Mes frères, il ne faut pas renier cette communication concrète entre les prophètes et les autres créatures parmi les animaux, les plantes et les êtres non vivants, ou exclure l'apparition partant de l'idée que les gens ne connaissent pas un animal capable de parler et se plaindre à un homme. Si tu veux savoir la relation de l'homme avec les créatures du point de vue islamique, tu seras étonné lorsque tu découvres que cet univers avec ses mondes – du point de vue coranique – n'est pas mort ou sourd privé de la conscience et de la perception et d'une vie qui lui convient. Le Coran donne des arguments explicites et clairs que cet univers avec tous ses éléments, quoi qu'ils soient, adore Allah, Le glorifie et se prosterne aussi.Mais, nous n'avons pas les compétences et les qualités nécessaires pour voir la prosternation ou comprendre la glorification. Les versets  relatifs à ce sujet sont nombreux et existent dans l'ouverture de plusieurs sourates. La raison n'imagine jamais comment un être mort pourrait glorifier ou prosterner. Mais toute créature doit être décrite comme vivante avant de le décrire étant une créature prosternée ou glorificatrice. "Les sept cieux et la terre et ceux qui s'y trouvent, célèbrent Sa gloire. Et il n'existe rien qui ne célèbre Sa gloire et Ses louanges. Mais vous ne comprenez pas leur façon de Le glorifier. Certes, c'est Lui qui est Indulgent et Pardonneur." (Sourate Al-Isra, verset 44). "N’as-tu pas vu que c’est devant Allah que se prosternent tous ceux qui sont dans les cieux et tous ceux qui sont sur la terre, le soleil, la lune, les étoiles, les montagnes, les arbres, les animaux, ainsi que beaucoup de gens? Il y en a aussi beaucoup qui méritent le châtiment. Et quiconque Allah avilit n’a personne pour l’honorer, car Allah fait ce qu’il veut." (Sourate le Pèlerinage). "Nous avons certes accordé une grâce à David de notre part. Ô montagnes et oiseaux, répétez avec lui (les louanges d'Allah). Et pour lui, Nous avons amolli le fer." (Sourate Saba, verset 10)

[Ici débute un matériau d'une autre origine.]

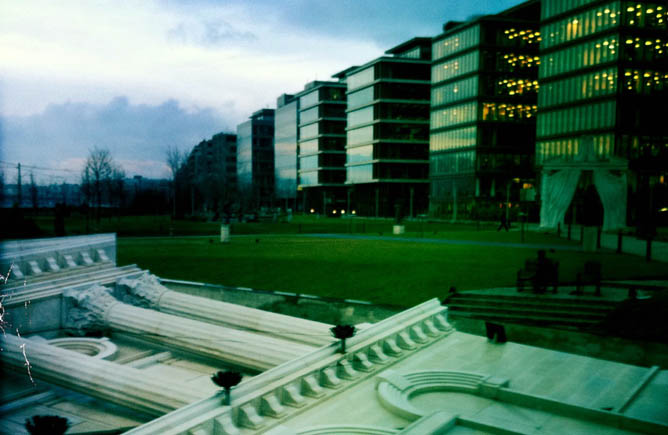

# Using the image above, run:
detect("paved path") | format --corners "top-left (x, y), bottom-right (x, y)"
top-left (298, 234), bottom-right (580, 251)
top-left (529, 224), bottom-right (668, 262)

Suivant cette logique, nous comprenons la parole du Prophète dans Sahih Muslim: "Je connais bien à la Mecque une pierre qui me saluait avant d'être envoyé, et maintenant je peux la reconnaitre".A partie de ces textes indiscutables, nous comprenons la relation entre l'homme musulman et l'Autre quel soit homme, animal, plante ou un être non-vivant. Dans la philosophie musulmane, il s'agit d'une relation de camaraderie, de compagnie et de transcendance basée sur le principe de la paix et la connaissance mutuelle. A partir de cette logique en particulier, l'Islam n'autorise la tuerie qu'en cas de repousser l'agression ou d'accomplir un des droits du Dieu approuvé par un texte définitif. Ainsi, nous rendons compte des raisons pour lesquelles l'Islam a prohibé aux musulmans de tuer les personnes faibles dans les camps de l'ennemi, de détruire leurs bâtiments, de brûlerles arbres, de tuer leurs abeilles, leurs animaux sauf pour le besoin de manger sans exagération. Car ceci ne pourrait conduire ni à une agression ni à un envahissement. A ce sujet, l'écrivain célèbre (Mustafa Ar-Rafii) a dit: "les épées des musulmans ont une morale".

Honorable Audience !

Revivifier le Fiqh de la paix en Islam (sources et traditions) est une obligation. Il n'est plus même ni un luxe ni un choix mais il s'avère plutôt une bouée de sauvetage. C'est bien fait de la part de forum de prendre en charge la responsabilité de la compilation et de l'explication de ce Fiqh autant aux clairvoyants qu'aux paresseux. Je pense que le forum doit assumer en parallèle une deuxième responsabilité qui consiste à compiler les livres et les revues publiés par les groupes terroristes armées en langues étrangères, surtout via les moyens de publication électronique. En effet, ces livres et ces publications représentent un grand danger sur les jeunes. Il faut les compile, les classer  et les réfuter d’une manière précise. Par ailleurs, il faut travailler pour localiser les principes dogmatiques adoptés par les groupes terroristes armés, surtout le principe de takfîr (accusation d’incrédibilité) qu'ils ont fondé dans leurs publications et par lequel ils ont trompé un grand secteur de jeunes musulmans en Orient et en Occident.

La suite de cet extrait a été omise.